🤖 AI Summary
This study systematically investigates the cross-model transferability of adversarial triggers in large language models (LLMs) and examines how different alignment paradigms—preference optimization (APO) versus supervised fine-tuning (AFT)—affect robustness against such attacks. Using adversarial optimization to generate triggers, extensive cross-model transfer experiments, and multi-dimensional safety evaluation across 13 open-source LLMs and five hazardous instruction categories, we empirically demonstrate that adversarial triggers exhibit low and unstable transfer success rates (>90% failure), yet achieve strong generalization upon successful transfer—activating unseen dangerous instructions across domains.
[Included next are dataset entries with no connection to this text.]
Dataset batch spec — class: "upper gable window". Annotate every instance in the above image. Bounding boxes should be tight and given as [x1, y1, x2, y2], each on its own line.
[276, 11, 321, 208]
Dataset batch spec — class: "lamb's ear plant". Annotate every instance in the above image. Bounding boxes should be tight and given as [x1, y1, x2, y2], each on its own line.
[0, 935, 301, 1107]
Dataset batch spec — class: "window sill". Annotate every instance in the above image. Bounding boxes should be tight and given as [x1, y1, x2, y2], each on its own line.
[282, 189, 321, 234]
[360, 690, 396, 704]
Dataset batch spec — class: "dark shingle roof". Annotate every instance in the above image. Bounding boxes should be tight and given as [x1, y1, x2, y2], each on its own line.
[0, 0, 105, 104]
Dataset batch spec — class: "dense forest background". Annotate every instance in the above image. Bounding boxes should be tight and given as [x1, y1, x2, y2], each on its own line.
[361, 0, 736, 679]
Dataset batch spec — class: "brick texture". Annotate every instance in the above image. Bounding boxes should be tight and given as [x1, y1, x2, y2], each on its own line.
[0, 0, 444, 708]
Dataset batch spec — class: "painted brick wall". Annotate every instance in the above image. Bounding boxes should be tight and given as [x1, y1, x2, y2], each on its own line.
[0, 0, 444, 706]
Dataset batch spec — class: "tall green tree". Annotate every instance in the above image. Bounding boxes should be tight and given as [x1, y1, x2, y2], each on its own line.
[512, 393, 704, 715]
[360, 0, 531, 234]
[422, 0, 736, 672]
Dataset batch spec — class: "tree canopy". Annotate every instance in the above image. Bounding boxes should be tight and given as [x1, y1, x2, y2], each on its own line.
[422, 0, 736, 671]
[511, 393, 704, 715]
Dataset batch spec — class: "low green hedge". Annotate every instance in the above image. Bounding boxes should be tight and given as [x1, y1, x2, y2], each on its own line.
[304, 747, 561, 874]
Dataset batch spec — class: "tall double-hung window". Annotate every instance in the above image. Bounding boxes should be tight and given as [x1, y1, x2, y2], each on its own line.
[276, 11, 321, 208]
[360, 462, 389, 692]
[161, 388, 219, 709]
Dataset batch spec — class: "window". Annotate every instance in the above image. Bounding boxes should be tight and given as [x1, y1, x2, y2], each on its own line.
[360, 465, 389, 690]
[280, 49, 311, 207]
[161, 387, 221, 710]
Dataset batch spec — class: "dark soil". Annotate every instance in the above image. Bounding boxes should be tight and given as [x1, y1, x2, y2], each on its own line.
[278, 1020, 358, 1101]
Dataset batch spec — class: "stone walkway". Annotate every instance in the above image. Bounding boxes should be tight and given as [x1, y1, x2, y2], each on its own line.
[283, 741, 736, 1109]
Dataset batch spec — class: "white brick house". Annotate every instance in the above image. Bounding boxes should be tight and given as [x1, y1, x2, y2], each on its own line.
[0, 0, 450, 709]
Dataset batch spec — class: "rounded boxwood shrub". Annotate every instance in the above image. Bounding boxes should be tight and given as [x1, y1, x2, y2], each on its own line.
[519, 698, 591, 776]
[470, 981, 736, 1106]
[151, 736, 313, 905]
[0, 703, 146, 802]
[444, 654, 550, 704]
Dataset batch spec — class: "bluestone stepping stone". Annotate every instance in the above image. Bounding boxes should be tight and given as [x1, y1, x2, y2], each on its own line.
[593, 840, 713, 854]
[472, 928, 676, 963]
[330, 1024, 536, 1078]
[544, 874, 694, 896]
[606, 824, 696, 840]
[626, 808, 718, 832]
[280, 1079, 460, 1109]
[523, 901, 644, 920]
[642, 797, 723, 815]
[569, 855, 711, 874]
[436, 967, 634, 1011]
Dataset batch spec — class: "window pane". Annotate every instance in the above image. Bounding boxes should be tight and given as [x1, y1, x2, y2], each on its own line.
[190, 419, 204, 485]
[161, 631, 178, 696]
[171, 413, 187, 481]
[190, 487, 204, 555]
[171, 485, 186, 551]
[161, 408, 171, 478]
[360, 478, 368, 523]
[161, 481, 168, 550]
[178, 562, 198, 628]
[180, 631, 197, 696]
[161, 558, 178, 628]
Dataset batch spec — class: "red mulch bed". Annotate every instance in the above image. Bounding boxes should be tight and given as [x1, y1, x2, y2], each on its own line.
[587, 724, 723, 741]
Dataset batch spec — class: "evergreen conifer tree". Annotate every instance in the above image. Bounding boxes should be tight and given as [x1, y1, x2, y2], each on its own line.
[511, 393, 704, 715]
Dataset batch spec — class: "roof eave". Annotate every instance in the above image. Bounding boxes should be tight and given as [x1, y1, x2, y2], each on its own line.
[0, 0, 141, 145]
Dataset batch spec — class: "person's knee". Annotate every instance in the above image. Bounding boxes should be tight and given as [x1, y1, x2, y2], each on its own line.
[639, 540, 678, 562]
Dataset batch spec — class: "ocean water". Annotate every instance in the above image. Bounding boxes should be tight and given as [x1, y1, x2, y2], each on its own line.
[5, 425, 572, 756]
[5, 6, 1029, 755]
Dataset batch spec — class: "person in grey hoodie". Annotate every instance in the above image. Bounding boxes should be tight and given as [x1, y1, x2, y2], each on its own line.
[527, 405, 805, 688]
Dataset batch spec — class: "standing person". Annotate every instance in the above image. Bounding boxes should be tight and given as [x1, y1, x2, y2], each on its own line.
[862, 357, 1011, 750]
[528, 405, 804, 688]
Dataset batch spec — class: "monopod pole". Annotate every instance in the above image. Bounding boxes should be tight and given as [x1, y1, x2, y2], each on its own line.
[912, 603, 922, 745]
Crucially, APO-aligned models show exceptional resistance to jailbreaking—even under white-box conditions—whereas AFT-aligned models, despite apparent safety, are highly vulnerable. Our core contribution is identifying alignment methodology as the decisive factor governing adversarial robustness in LLMs, thereby correcting the widespread misconception that adversarial triggers possess high cross-model transferability.
📝 Abstract
Recent work has developed optimization procedures to find token sequences, called adversarial triggers, which can elicit unsafe responses from aligned language models. These triggers are believed to be highly transferable, i.e., a trigger optimized on one model can jailbreak other models. In this paper, we concretely show that such adversarial triggers are not consistently transferable. We extensively investigate trigger transfer amongst 13 open models and observe poor and inconsistent transfer. Our experiments further reveal a significant difference in robustness to adversarial triggers between models Aligned by Preference Optimization (APO) and models Aligned by Fine-Tuning (AFT). We find that APO models are extremely hard to jailbreak even when the trigger is optimized directly on the model. On the other hand, while AFT models may appear safe on the surface, exhibiting refusals to a range of unsafe instructions, we show that they are highly susceptible to adversarial triggers. Lastly, we observe that most triggers optimized on AFT models also generalize to new unsafe instructions from five diverse domains, further emphasizing their vulnerability. Overall, our work highlights the need for more comprehensive safety evaluations for aligned language models.